3LC Python Package Version 2.14

2.14.0

Features

  • [14955] Added timestamp HMAC authentication to Object Service request handling when using a license key in a 3LC Enterprise Customer Managed deployment. This adds an additional layer of security that ensures that the Object Service only handles requests from trusted Dashboard instances. Note that this requires the Object Service and Dashboard Service to be configured with a shared authentication secret. See the documentation on Secure Communication for details.

  • [14960] Added support for segmentation in TableFromCoco

  • [12915, 14916] Added Table delete_column, delete_columns, delete_row, delete_rows

  • [14974] Implemented Schema.__getitem__ as a shortcut to allow for e.g. schema["bbs"]["bb_list"]["label"] instead of schema.values["bbs"].values["bb_list"].values["label"]

Enhancements and Fixes

  • [14973] Override TableFromParquet get_row_cache_size to fallback to input parquet size

  • [14963] Made Schema.sample_type default to None to clearly distinguish between inheritance and explicit overrides, including the empty string ""

  • [14972] Made it so that SampleType.from_structure returns a CategoricalLabel when the schema includes a map

  • [14964] Made FloatVector2 and FloatVector3 builtin schemas consistent

  • Extracted Url and related classes into a new tlcurl module while preserving symbol backwards compatibility. This allows for use Url related types outside of the full indexing machinery, such as for configuration and logging scenarios.

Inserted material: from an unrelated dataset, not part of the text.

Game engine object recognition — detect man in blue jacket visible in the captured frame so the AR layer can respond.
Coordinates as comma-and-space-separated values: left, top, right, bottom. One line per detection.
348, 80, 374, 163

  • [14790] Enhanced logging capabilities and configuration to make logging consistent across 3lc modules

  • [12351] For EmbeddingsMetricsCollector, include flatten strategy in embeddings column name, which allows for collecting embeddings on the same layer but with a different flatten strategy, which would previously not work because name was only unique per layer and not per flatten strategy

  • [14186] Made TableWriter a context manager and called finalize() on exit

  • [13485, 14547] Catch ArrowTypeErrors when converting batches to pyarrow.RecordBatch to allow for providing a clearer error message when passing data that does not match the schema to a TableWriter

  • [14546] Handle numpy numbers in SampleType.from_sample

  • [14843] Added validation to user-provided names for tables, datasets, projects, columns, and map elements to avoid names that would later cause issues for a variety of reasons, e.g. because they are illegal as file / directory names

  • [14157] Made it so that MeanAggregator ignores NaN, inf, -inf and None in its mean computation

  • [13458] Allow numpy types in SampleType Float and Int ensure_sample_valid

  • [14713] Provide a clearer error message when Table.join_table fails due to inconsistent schemas

  • [14857] Made it so that metrics collected by the Hugging Face Trainer have prefixes for the split they are for (“train” or “eval”)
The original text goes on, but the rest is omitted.